The idea with this approach is to delay carry-progation until it is actually needed. This allows additions and subtractions to be vectorized.

But these have different drawbacks:

It requires keeping track of how many "free bits" have been used and perfoming a carryout when it is close to overflowing.
It complicates multplication and division.
It uses more memory.
There are multiple ways to represent a particular integer. This makes comparisons more difficult.

These are all pretty bad. I've done a small feasibility study and found that the increase in memory usage and bandwidth demand alone outweights any benefit of faster additions/subtractions (which are already memory bound). There may be special cases within the CPU L1 cache where it is beneficial, but overall, a redundant representation is not worth the hassle.

Lastly, very little work is actually done directly on the number representation. Most of the time is spent in the large multiplications. But all of the FFT-based multiply algorithms do all their computation using their own internal representation. They convert the operands to their internal representation, do their work, and convert back. It is not possible to choose a representation that matches that of the large multiply algorithms because each of those algorithms have different (and variable) internal representations.
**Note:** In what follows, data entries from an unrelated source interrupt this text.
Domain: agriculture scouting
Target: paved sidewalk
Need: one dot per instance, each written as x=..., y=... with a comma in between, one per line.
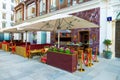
x=15, y=67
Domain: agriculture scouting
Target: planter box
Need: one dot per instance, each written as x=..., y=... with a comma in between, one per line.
x=64, y=61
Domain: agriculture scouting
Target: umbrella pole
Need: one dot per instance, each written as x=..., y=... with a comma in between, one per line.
x=26, y=39
x=58, y=39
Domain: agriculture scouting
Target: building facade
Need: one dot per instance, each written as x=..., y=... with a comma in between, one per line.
x=6, y=17
x=95, y=11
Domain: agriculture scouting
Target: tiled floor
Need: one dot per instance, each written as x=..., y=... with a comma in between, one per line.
x=14, y=67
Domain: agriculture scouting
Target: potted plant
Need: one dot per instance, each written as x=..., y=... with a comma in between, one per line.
x=107, y=53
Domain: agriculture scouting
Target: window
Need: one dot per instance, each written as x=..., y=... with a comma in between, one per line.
x=33, y=10
x=12, y=8
x=42, y=7
x=4, y=6
x=80, y=1
x=12, y=1
x=4, y=16
x=53, y=5
x=12, y=23
x=3, y=24
x=12, y=17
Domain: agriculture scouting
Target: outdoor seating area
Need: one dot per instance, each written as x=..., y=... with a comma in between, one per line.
x=66, y=58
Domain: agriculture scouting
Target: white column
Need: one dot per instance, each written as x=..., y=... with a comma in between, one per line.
x=103, y=26
x=113, y=39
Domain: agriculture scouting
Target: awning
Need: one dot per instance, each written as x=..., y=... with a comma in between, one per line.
x=57, y=22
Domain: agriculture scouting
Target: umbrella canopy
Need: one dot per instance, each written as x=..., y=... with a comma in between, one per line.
x=58, y=22
x=14, y=29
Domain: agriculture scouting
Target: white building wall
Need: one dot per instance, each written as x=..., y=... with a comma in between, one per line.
x=8, y=12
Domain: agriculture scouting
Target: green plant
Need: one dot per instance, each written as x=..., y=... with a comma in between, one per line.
x=107, y=42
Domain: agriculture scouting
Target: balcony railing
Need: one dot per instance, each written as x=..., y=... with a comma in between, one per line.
x=52, y=9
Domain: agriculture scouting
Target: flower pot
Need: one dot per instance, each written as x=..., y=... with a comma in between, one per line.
x=107, y=54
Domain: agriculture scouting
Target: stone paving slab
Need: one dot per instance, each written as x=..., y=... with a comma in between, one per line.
x=15, y=67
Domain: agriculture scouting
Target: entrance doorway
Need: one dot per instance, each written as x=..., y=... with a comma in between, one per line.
x=117, y=40
x=84, y=38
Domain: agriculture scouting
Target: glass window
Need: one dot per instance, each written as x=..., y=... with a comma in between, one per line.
x=31, y=10
x=53, y=5
x=74, y=2
x=80, y=1
x=42, y=7
x=4, y=6
x=12, y=8
x=12, y=17
x=3, y=24
x=69, y=2
x=12, y=1
x=4, y=16
x=11, y=23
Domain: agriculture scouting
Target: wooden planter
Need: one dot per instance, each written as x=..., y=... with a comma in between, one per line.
x=64, y=61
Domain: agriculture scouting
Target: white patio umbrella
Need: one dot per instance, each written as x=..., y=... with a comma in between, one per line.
x=58, y=22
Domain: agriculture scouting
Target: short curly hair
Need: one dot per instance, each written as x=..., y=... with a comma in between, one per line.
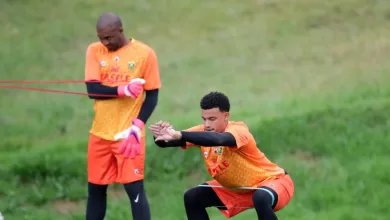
x=215, y=100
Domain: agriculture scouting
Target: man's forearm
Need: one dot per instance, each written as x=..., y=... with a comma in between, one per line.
x=205, y=138
x=175, y=143
x=149, y=104
x=96, y=89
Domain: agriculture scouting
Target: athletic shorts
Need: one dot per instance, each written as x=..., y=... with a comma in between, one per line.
x=106, y=165
x=236, y=203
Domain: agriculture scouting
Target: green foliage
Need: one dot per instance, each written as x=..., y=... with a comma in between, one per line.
x=310, y=78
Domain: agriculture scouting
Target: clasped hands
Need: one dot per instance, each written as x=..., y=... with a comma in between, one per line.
x=163, y=131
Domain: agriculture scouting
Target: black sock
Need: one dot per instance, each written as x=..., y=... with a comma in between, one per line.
x=139, y=203
x=197, y=199
x=264, y=203
x=97, y=202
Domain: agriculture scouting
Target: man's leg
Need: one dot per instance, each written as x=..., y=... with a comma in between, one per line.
x=197, y=199
x=101, y=172
x=264, y=200
x=138, y=200
x=272, y=196
x=97, y=202
x=131, y=175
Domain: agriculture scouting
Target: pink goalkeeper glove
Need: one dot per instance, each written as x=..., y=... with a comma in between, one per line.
x=133, y=89
x=131, y=145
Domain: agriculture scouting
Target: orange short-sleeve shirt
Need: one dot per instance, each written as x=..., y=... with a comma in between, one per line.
x=243, y=165
x=135, y=60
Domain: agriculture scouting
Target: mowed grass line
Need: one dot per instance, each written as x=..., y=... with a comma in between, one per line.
x=286, y=67
x=330, y=181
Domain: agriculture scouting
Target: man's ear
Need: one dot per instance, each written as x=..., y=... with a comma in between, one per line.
x=227, y=115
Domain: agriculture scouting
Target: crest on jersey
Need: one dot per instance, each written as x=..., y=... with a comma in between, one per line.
x=220, y=150
x=131, y=65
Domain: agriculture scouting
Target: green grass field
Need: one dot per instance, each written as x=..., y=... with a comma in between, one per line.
x=311, y=78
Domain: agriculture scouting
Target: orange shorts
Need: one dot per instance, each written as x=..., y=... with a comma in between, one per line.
x=106, y=165
x=237, y=203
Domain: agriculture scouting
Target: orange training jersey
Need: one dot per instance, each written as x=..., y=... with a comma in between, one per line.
x=135, y=60
x=244, y=165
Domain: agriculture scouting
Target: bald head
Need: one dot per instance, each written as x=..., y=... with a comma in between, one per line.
x=109, y=21
x=110, y=32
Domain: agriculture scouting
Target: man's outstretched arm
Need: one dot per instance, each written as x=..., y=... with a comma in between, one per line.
x=200, y=138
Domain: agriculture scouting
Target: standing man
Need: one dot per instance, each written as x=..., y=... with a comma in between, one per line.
x=243, y=176
x=118, y=70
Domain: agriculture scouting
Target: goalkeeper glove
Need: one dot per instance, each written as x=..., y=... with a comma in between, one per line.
x=131, y=145
x=133, y=89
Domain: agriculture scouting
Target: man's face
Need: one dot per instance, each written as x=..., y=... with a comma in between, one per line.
x=214, y=119
x=112, y=39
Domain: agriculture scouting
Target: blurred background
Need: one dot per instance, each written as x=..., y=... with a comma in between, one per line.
x=311, y=78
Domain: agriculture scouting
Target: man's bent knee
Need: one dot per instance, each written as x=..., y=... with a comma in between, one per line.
x=265, y=196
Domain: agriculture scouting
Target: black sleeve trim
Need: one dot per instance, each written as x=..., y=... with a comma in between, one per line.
x=95, y=89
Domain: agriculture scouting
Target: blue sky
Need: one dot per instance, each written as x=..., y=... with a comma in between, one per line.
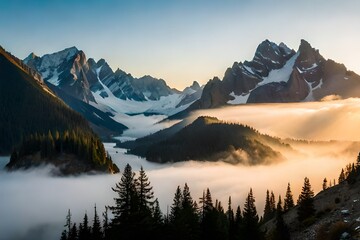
x=179, y=41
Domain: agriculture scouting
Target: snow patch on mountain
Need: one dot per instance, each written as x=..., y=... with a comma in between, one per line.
x=310, y=96
x=239, y=99
x=282, y=74
x=55, y=59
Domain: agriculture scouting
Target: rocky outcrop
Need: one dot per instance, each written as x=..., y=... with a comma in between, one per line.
x=279, y=74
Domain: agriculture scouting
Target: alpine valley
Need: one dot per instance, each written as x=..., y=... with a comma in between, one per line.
x=282, y=116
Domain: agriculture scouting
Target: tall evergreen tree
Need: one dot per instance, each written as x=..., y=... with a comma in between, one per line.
x=145, y=191
x=68, y=223
x=64, y=235
x=357, y=166
x=267, y=208
x=325, y=184
x=125, y=203
x=288, y=201
x=157, y=215
x=84, y=229
x=231, y=220
x=342, y=176
x=73, y=233
x=272, y=204
x=106, y=227
x=251, y=218
x=281, y=231
x=176, y=206
x=306, y=202
x=279, y=208
x=96, y=233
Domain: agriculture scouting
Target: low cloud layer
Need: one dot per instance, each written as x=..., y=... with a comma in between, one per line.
x=34, y=205
x=337, y=120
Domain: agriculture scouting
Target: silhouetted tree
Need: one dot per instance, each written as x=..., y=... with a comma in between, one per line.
x=341, y=176
x=125, y=203
x=288, y=201
x=145, y=192
x=306, y=202
x=68, y=223
x=84, y=229
x=325, y=184
x=267, y=208
x=251, y=218
x=73, y=233
x=231, y=220
x=96, y=233
x=106, y=224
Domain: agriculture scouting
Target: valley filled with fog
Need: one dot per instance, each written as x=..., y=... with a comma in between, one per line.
x=35, y=203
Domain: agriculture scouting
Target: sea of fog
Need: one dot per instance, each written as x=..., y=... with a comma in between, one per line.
x=33, y=204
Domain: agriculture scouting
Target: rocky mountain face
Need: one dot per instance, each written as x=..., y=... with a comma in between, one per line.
x=279, y=74
x=31, y=111
x=80, y=77
x=208, y=139
x=105, y=97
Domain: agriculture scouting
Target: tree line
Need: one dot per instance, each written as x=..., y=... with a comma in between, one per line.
x=86, y=146
x=136, y=214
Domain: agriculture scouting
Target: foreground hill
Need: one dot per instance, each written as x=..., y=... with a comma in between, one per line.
x=208, y=139
x=105, y=97
x=337, y=214
x=29, y=107
x=278, y=74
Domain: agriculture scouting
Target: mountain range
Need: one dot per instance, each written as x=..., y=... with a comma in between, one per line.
x=280, y=74
x=208, y=139
x=102, y=95
x=275, y=74
x=38, y=128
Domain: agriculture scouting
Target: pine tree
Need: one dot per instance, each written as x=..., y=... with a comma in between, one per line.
x=176, y=206
x=357, y=166
x=325, y=184
x=68, y=223
x=106, y=224
x=145, y=192
x=279, y=208
x=96, y=232
x=64, y=235
x=306, y=202
x=231, y=220
x=73, y=233
x=251, y=218
x=341, y=176
x=189, y=216
x=272, y=204
x=84, y=229
x=157, y=215
x=288, y=201
x=125, y=203
x=267, y=208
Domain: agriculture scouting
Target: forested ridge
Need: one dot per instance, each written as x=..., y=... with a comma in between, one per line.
x=36, y=127
x=209, y=139
x=136, y=214
x=57, y=148
x=27, y=108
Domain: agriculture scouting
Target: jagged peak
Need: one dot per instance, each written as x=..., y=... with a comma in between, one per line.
x=101, y=62
x=304, y=45
x=285, y=48
x=195, y=85
x=205, y=120
x=30, y=57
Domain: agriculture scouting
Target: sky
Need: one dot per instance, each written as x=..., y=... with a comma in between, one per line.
x=179, y=41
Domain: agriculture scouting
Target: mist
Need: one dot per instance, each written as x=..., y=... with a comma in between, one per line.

So in the end, the full-word (packed) representation remains the best because it is simple and optimal for memory.

Other Domains

The packed implementation is the "standard" representation used in the program. It is sort of the "English" for interfacing between different components. Nevertheless, other representations are used in various parts of the program.

Radix Conversion:

The radix conversion module converts digits from binary to a different radix. The output for such a conversion is base 10⁹ or 10¹⁹ depending on whether the word-size is 32-bit or 64-bit. The digit viewer that processes digits will convert this representation to an ASCII string before dumping it to a massive .txt file.

FFT Multiplication:

The Floating-point FFT multiply will convert the operands to base 2^k where k can be anywhere from 8 - 20 depending on the size of the convolution.

Inside the FFT itself, it's just an array of double-precision floating-point values aligned to the SIMD vector.

The rest of the FFT algorithms have similarly different internal representations.